Das kommunistische "Nein" zur EU und die Haltung der Partei nach dem Referendum

Nach dem EU-Gipfel in Thessaloniki, auf dem Tschechien gemeinsam mit allen anderen Mitglieds- und Beitrittsländern über die großen Perspektiven wie künftige Erweiterungsoptionen oder eine europäische Verfassung diskutierte, machen wir nun einen Blick zurück auf das innenpolitische Parkett Tschechiens. Und wir wenden uns jener Partei zu, die als einzige Parlamentspartei offen dazu aufgefordert hatte, gegen den EU-Beitritt des Landes zu votieren: nämlich den Kommunisten. Gerald Schubert berichtet:

Die argumentative Linie der Kommunisten vor dem Referendum: Der Europäische Integrationsprozess sei zwar in langfristiger Hinsicht zu begrüßen, gegenwärtig aber lehne man einen Beitritt Tschechiens ab. Grund: Die ausgehandelten Beitrittsbedingungen seien schlecht, und die künftige Entwicklung der EU ungewiss. Jene Haltung wurde freilich von den Beitrittsbefürwortern heftig kritisiert. Zum einen werde man in Zukunft als eventueller Nachzügler bestimmt keine besseren Beitrittsbedingungen vorfinden als nun. Eher im Gegenteil. Und vor allem: Das Argument, dass man ja nicht wisse, in welche Richtung der Zug nun fahren werde, zeuge von mangelndem Verantwortungsbewusstsein. Denn gerade jetzt habe man eben die Chance, auf den Zug aufzuspringen und über die Fahrtrichtung selbst mitzuentscheiden.
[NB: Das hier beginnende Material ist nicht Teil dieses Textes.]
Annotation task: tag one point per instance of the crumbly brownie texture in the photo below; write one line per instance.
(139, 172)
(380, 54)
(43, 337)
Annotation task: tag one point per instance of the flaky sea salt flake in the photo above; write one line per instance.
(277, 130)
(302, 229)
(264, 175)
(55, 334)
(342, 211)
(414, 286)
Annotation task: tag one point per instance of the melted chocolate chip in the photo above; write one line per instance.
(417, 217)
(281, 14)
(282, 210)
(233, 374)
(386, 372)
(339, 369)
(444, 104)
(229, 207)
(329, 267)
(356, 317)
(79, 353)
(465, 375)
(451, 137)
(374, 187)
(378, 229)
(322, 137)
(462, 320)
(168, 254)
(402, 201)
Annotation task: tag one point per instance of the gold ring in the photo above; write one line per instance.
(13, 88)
Nachdem nun also die Tschechinnen und Tschechen sich doch mit eindeutiger Mehrheit für den Beitritt ausgesprochen hatten, gab es in den Reihen der Kommunisten kurzes Zögern über die weitere Strategie. Noch am Wahlsamstag meinte Parteichef Grebenicek, man wolle noch prüfen, ob es eventuelle Unregelmäßigkeiten in den Wahllokalen gegeben habe. Diese Idee ließ man dann doch schnell fallen, die Kommunisten verlautbarten, das Abstimmungsergebnis anzuerkennen. Inhaltlich jedoch blieb man auf Kurs. Am Donnerstag meinte auf einer Pressekonferenz in der Parteizentrale der Vizeparteichef Vaclav Exner:

"Wir bleiben dabei, dass die Beitrittsbedingungen, die die tschechische Regierung ausgehandelt hat, wie überhaupt allgemein die Beitrittsbedingungen der neuen Mitgliedsstaaten, unvorteilhaft sind. Daran hat natürlich das Ergebnis des Referendums nichts geändert."
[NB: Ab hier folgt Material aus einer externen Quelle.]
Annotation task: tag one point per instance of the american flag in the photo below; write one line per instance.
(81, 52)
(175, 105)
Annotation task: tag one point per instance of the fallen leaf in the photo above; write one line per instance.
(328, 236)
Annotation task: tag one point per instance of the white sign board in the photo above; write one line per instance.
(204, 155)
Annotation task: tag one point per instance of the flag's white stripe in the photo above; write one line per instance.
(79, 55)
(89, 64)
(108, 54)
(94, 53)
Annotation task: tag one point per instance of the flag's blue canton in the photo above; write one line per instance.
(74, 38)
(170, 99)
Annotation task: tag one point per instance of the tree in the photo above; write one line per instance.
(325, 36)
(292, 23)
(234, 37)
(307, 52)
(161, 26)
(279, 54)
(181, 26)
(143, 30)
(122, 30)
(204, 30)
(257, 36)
Im internationalen Vergleich fällt dabei vor allem eines auf: Die Kommunisten mehrerer anderer Kandidatenländer hatten sich für den EU-Beitritt ihrer Staaten ausgesprochen, darunter die des Nachbarlandes Slowakei, das ja mit Tschechien historisch besonders eng verbunden ist. Worin besteht denn hier nun der große Unterschied zischen den beiden Schwesterparteien, wollte Radio Prag wissen. Warum haben die slowakischen Kommunisten einen Beitritt befürwortet? Exner dazu:

"Ihre Argumentation beruhte darauf, dass die Europäische Union wohl nicht mehr wird zulassen können, dass die gegenwärtige Politik in der Slowakei fortgesetzt wird. Und dass die EU damit eigentlich eine Unterstützung wäre für Veränderungen, die auch die Kommunistische Partei der Slowakei mittragen könnte. Ich persönlich habe gegenüber diesem Ansatz gewisse Vorbehalte. Denn ich bin der Ansicht, dass es nicht erforderlich ist, dass irgendein Protektor kommt, um Ordnung zu machen. In erster Linie sollten die Bürger eines Landes selbst Ordnung machen und die Entscheidungen über die Entwicklung dieses Landes fällen. Dennoch verstehe ich, dass in der konkreten Situation der Slowakei eine solche Argumentation möglich ist."

Gleichwohl, ob man die Nachwahlbetrachtungen der Kommunisten nun als etwas komplizierte Versuche zur Wahrung des Gesichts oder als ernsthafte Analyse der Situation verstehen will. Sicher ist eines: Selbst die Anhänger der Kommunistischen Partei haben zu mehr als 35 Prozent für den EU-Beitritt gestimmt. Angesichts der dort ansonsten legendären Parteidisziplin ist auch das eine durchaus beachtliche Zahl.